In one sense, thinking of it from a Congress perspective, they could say good riddance to all those who would actually act on their inner political character and move. Because it only helps a kind of clean-up in terms of political ethics. But can such an ethical cleansing ever be complete? That's the question.
Lastly, the immediate circumstances of Priyanka Chaturvedi's departure. Forget her ambitions or the fact that she could have friends in the younger Sena leadership. What was this thing about the Congress reinstating people who abused/harassed a woman? What does that even mean? Even on the logic that all hands are needed on the deck during a tough general election!
As we enter the deeps, we encounter this response from the Congress fairly regularly. Women's issues? Oh, don't trouble us with that at this point! Trust us to tackle that later. Right now, we're busy fighting fascism.

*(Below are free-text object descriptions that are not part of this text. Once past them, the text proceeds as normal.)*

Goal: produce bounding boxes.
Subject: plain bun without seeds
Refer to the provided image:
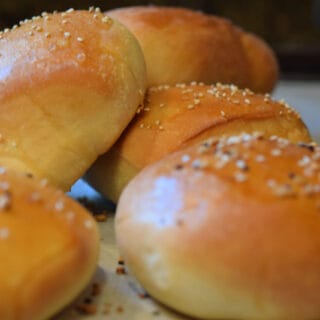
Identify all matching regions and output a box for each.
[116,134,320,319]
[107,6,278,93]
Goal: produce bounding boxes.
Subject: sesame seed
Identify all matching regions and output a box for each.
[273,184,296,197]
[298,156,311,167]
[54,200,64,211]
[159,103,165,108]
[187,104,195,110]
[76,52,86,62]
[244,98,251,104]
[197,144,210,154]
[84,220,94,229]
[255,155,266,162]
[192,159,208,169]
[242,134,253,142]
[0,191,11,210]
[66,211,75,221]
[234,172,247,182]
[267,179,276,188]
[0,227,10,240]
[271,149,282,156]
[194,99,200,105]
[303,168,315,178]
[226,136,242,145]
[77,37,84,42]
[0,182,9,191]
[64,32,71,38]
[39,179,48,188]
[176,83,186,88]
[102,16,111,24]
[66,8,75,13]
[29,192,41,202]
[236,159,248,171]
[181,155,190,163]
[220,110,226,117]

Meanwhile, one is asked to accept the party's thoroughly misogynistic and pro-reactionary stand on Sabarimala. That was not an accident or exigency, by the way. For, one is also asked to accept as a 'Congress leader' a third-grade heart of darkness like K. Sudhakaran -- contesting from Kannur, not far from Wayanad. He has put out a cringe-inducing promotional video, a kind of a film enactment, where the characters say: "What's the point of educating a woman? She can't get the job done." The final shot cuts to Sudhakaran -- you are invited to vote for him as the 'man' who can do the job. (His opponent is a woman.) Azam Khan, anyone?
Back to Priyanka Chaturvedi. At one level, it seems deeply anomalous to even try and compare genocidal communal riots (where hundreds died) and the harassment of a woman. At another, when we talk of not being sufficiently vigilant on anti-woman actions or thought, or relax our ethical norms there for more exigent reasons, we also participate in another power ideology: one that kills lakhs of girl children every year. That too is mass murder.
Without any doubt, most Indians are familiar with the stark difference between Congress and Shiv Sena, and what they stand for. That does not mean everyone is unfamiliar with the deep causative links between the two. One name will suffice to temper the shock and derision. Indira Gandhi. The grandmother of the current president. And her role vis-a-vis Bal Thackeray. Everyone who knows the history knows it.